I'm working on something similar -- I posted here a month or so back about it -- and I can't get it to work either. I looked at MemParse.cpp but it's using a SAX parser and I need DOM -- so the sample has some usefulness, but is obviously different.

Here's what I'm trying:

--------------------
const XMLByte foo[256] = "<foo>Testing</foo>";
int size = strlen((char*)foo);

MemBufInputSource* stringSource = new MemBufInputSource(foo, size,
          "ignored", false);
assert(stringSource);

try {
  Wrapper4InputSource source(stringSource);
  m_parser->parseWithContext(source, &node,
        DOMBuilder::ACTION_APPEND_AS_CHILDREN);
} catch (DOMException& e) {
printf("EXCEPTION: '%s'\n", e.getMessage()); }
--------------------

node is a DOMNode& that's been passed in as the place to attached the resultant DOM fragment & m_parser is a DOMBuilder*. I'm obviously doing *something* wrong, but the exception I get is extremely unhelpful.

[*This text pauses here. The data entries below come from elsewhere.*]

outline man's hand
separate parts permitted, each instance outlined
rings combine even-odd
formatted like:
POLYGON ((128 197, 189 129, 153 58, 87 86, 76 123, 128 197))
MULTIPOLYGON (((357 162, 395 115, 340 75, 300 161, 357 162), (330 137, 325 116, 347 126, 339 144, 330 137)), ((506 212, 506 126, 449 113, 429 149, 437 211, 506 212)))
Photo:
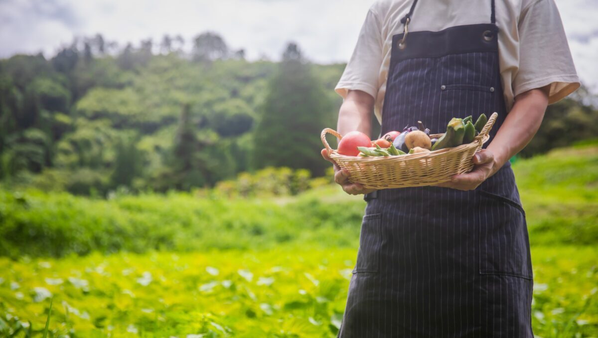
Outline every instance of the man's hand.
POLYGON ((359 183, 351 183, 349 181, 349 176, 350 175, 346 169, 341 169, 336 164, 334 160, 328 157, 328 152, 326 149, 322 150, 322 157, 327 161, 332 163, 334 166, 334 181, 343 187, 343 190, 350 195, 359 195, 361 194, 367 194, 371 193, 376 189, 366 189, 363 185, 359 183))
POLYGON ((495 160, 494 154, 487 149, 475 153, 473 159, 474 169, 467 173, 456 175, 451 181, 437 184, 438 187, 459 190, 473 190, 500 168, 495 160))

The output I get is "EXCEPTION: 'T'" -- not the most informative message ^_^


I don't know what the problem is with the DOMBuilder, but it's clear why the exception message is not printed properly. If you check the return type from DOMException::getMessage(), you'll see it's "const XMLCh*" which means it's a UTF-16 string. Unfortunately, you've told sprintf that the parameter is "const char*" so you won't get anything interesting as a result.

Look in the documentation for XMLString::transcode() to see how you can transcode the UTF-16 string to the local code page.